I get a ton of emails from around the world on different issues affecting people at work, and one of the most common is a question from folks wondering how to create the best work-life balance possible. It turns out that they come from all walks of professional life – from Fortune 500 companies all the way to independent contractors who run their own small business. It seems that everyone today is concerned with striking a balance.
But far too often, the focus of work-life balance is on the failures of a company or institution to implement a useful program to address work life balance. And the stories are strikingly similar across all companies, sizes and industries. Stories about companies that institute incorrect work-life balance measures such as unlimited PTO still have people missing out on personal life events such as birthdays and kids activities. Plus, people are still burning out despite the companies’ best efforts.

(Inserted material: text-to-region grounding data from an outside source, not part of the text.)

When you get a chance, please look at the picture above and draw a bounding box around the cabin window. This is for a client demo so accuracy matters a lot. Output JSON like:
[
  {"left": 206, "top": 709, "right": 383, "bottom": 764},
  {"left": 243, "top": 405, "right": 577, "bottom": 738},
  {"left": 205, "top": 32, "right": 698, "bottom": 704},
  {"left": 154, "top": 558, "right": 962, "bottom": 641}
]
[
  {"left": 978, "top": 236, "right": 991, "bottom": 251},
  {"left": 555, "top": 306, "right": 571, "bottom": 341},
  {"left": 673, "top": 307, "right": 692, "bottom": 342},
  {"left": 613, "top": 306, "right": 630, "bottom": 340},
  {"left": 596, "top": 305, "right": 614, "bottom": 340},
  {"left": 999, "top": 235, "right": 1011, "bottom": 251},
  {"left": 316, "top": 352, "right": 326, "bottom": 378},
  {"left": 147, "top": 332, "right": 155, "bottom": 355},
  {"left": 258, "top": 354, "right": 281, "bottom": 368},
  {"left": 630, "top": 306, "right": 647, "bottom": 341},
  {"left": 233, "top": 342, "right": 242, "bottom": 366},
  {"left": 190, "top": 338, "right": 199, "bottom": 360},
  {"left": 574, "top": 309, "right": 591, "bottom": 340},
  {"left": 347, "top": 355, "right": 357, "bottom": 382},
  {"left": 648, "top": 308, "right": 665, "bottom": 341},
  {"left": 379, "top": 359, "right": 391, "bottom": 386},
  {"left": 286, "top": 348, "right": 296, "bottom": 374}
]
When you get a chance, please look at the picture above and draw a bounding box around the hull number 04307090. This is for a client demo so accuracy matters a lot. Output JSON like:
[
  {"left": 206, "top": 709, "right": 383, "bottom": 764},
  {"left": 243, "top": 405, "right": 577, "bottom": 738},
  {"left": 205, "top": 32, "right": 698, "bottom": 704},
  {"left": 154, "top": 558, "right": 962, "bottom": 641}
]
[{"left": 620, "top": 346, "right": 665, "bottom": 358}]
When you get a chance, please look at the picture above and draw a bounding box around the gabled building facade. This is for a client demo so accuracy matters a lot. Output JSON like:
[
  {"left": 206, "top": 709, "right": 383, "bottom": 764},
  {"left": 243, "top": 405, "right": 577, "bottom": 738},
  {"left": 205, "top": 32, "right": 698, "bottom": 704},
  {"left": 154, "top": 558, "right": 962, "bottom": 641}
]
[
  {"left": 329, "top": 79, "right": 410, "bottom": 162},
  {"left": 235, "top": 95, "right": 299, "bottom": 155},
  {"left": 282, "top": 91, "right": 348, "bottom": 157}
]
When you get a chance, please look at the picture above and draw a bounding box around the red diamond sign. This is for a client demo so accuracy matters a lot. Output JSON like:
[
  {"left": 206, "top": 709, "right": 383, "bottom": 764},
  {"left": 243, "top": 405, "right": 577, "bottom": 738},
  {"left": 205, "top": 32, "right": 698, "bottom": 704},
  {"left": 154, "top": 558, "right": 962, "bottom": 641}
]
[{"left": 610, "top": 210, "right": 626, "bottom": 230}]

So, what can be done? I have a few tips in this area on how to creatively achieve that coveted work life balance:
1. Saturdays and Sundays
I have noticed that all the successful people around me have one thing in common: they all work Saturdays and Sundays. Now you may be thinking that this is not a healthy approach especially in an article about work-life balance, that this is the recipe for burnout, and many other such things. But that misses the fundamental insight that creativity can bring when we look at this issue:
It’s all about the individual.
Every approach to a work-life balance is individualized. There is no one size fits all approach. Its success rises or falls depending on the individual and their ability to determine their own work life balance. Usually, when a rule is made by a company (or government) it is too late – the rule is there because someone already ruined it for the rest of us. And breaking the chains of a mandate intended to help is necessary.
It’s like the old adage, “The road to hell is paved with good intentions” – and so here it is the same with a company mandated work-life balance. Instead, do what is right for you – and control the work life balance on your own terms to emerge stronger in the long run.